I lose my grip, and I swing my foot frantically but when I bring it down where the rock should be, it plunges into nothing.
And I am plunging into nothing, too.
fter the War in the Skies was won, after the feasting and celebrations and the victory parades through the streets of Stolitsa, Tsarina Pyotrovna’s thoughts turned to the firebird’s egg once more. She had led her army to a glorious victory, conceding only the barren lands at Tsaretsvo’s north to her enemies. The skies above the Tsardom were free of birds; its cities, streets and forests were rid of yagas. And yet, through the deception of her Imperial Coven, the Tsarina had lost the firebird’s egg. She tried to push all thoughts of the egg from her mind but, as she writes in a letter to her military advisor General Stolichnin, ‘I can’t help but feel that the Tsardom would be yet more powerful if it counted a firebird in its army—our might and strength would be without equal.’
She called the greatest cartographers in the
land and proposed an expedition to retrieve the egg from the Unmappable Blank. But, even the boldest and bravest among them could not be persuaded to go. They all remembered what had happened to Londonov, greatest cartographer of his age, when he journeyed into the Blank’s icy heart…
Excerpted from Glorious Victory: An Impartial Account of the War in the Skies by I. P. Pavlova. Chapter Twenty-three: The Aftermath.
CHAPTER TWENTY
Ptashka’s Bargain
I AM FALLING, SPLITTING the air in two, my skin stretching across my bones and my lips pulling back from my gums. Time stretches out around me.

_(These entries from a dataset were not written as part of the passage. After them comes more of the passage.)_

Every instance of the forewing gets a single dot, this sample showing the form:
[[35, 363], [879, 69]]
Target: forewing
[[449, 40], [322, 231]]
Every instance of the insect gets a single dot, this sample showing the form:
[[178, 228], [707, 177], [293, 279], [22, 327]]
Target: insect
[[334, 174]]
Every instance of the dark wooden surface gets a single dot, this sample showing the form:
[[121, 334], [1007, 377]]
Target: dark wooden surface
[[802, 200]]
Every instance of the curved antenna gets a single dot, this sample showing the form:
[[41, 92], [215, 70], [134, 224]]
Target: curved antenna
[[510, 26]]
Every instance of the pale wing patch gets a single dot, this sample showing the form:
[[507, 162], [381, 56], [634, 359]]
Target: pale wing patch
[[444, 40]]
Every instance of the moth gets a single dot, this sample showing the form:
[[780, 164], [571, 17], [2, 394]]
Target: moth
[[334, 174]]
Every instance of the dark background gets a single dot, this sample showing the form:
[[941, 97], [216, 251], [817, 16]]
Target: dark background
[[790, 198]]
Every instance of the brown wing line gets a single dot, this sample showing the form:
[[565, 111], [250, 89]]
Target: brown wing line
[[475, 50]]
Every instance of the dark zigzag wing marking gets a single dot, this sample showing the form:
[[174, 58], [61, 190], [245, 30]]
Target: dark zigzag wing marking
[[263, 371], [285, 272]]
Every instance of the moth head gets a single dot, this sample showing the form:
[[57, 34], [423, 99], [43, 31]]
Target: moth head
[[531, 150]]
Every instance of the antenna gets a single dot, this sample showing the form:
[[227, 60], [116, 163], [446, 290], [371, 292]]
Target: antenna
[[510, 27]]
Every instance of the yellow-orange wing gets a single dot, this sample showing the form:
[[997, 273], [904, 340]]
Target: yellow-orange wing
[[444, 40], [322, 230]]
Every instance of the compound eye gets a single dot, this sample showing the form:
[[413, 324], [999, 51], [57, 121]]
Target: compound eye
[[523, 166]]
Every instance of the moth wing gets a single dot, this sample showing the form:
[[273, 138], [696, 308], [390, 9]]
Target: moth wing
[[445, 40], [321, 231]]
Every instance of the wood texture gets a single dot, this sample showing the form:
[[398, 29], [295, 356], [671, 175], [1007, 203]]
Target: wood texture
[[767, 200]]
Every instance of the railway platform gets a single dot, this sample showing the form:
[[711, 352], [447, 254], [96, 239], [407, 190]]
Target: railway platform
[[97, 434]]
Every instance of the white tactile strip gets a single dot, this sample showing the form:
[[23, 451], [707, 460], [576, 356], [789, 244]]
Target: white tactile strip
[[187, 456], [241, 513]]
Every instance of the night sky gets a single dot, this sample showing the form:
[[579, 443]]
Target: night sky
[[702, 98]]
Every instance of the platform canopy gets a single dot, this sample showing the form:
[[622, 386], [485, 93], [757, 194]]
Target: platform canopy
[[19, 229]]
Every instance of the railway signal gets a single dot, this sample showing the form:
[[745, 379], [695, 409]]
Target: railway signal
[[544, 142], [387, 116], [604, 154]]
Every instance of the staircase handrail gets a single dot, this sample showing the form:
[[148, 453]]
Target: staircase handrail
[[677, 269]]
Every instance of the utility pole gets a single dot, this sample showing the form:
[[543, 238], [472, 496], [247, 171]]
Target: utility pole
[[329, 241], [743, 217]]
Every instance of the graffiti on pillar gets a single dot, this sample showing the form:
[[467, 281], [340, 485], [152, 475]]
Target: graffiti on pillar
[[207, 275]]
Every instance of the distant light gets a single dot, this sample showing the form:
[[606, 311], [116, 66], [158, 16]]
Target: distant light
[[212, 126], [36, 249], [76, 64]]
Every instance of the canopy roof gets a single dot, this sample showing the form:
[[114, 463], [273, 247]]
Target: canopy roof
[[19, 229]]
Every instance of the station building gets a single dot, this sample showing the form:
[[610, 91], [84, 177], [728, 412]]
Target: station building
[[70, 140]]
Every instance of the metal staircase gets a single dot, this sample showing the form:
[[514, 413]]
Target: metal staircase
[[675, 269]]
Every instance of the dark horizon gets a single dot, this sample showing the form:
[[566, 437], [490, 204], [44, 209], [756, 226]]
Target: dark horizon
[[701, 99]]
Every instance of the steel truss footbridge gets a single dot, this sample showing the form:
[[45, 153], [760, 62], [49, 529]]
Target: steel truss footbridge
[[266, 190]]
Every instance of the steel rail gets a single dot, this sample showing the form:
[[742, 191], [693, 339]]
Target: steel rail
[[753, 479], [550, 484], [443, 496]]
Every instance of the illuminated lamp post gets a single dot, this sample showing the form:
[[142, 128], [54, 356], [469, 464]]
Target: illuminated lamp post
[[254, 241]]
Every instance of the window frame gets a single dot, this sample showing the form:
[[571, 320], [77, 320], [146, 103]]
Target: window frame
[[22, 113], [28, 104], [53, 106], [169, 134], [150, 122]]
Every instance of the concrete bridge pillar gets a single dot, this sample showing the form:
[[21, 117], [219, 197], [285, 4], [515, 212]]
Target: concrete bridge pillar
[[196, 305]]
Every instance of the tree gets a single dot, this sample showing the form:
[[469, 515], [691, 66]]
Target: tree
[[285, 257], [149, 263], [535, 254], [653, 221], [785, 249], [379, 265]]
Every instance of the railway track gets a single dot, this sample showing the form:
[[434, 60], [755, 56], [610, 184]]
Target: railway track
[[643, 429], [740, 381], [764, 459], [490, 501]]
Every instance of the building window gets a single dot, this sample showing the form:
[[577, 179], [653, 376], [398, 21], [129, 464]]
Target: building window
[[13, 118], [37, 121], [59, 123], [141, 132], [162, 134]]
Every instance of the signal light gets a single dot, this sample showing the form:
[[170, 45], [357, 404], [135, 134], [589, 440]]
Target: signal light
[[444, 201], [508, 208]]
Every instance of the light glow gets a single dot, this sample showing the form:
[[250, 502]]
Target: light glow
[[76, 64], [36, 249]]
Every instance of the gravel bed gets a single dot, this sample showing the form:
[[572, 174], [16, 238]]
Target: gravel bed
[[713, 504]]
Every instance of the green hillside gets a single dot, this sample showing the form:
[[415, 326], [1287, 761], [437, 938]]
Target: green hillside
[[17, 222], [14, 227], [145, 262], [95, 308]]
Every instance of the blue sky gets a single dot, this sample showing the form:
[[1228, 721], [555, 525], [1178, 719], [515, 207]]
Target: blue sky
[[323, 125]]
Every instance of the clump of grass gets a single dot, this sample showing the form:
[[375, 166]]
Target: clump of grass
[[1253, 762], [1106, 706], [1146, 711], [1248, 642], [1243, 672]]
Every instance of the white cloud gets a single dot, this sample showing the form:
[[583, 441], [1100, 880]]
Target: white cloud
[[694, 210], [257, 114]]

I see the slope falling away beside me and the ground coming up to meet me and, even though I know it is all happening in the space of seconds, I feel like I have been falling for hours.
All I can think about is the head-splitting, bone-cracking crunch my body is about to make when it slams into the earth. But as I hurtle toward the ground, I hear a familiar noise. A taut thrumming sound tearing through the sky.
Birds.
I can’t see them. But I can sense them, just above me. Hundreds of them.
And then I feel the sharp grasp of claws through my coat as I am lifted up inside a dense, feathered, wing-beating cloud. I am surrounded by birds and I am—almost—flying.
The ground falls further and further away. A startled laugh escapes me. I am surprised at this new weightless, floating sensation. I have never felt so light or so free.
But soon enough, I am hit by the realisation that I have been captured. I don’t know where the birds are taking me, or what they want with me. They fly swiftly and with purpose away from the mountains and into the Republic.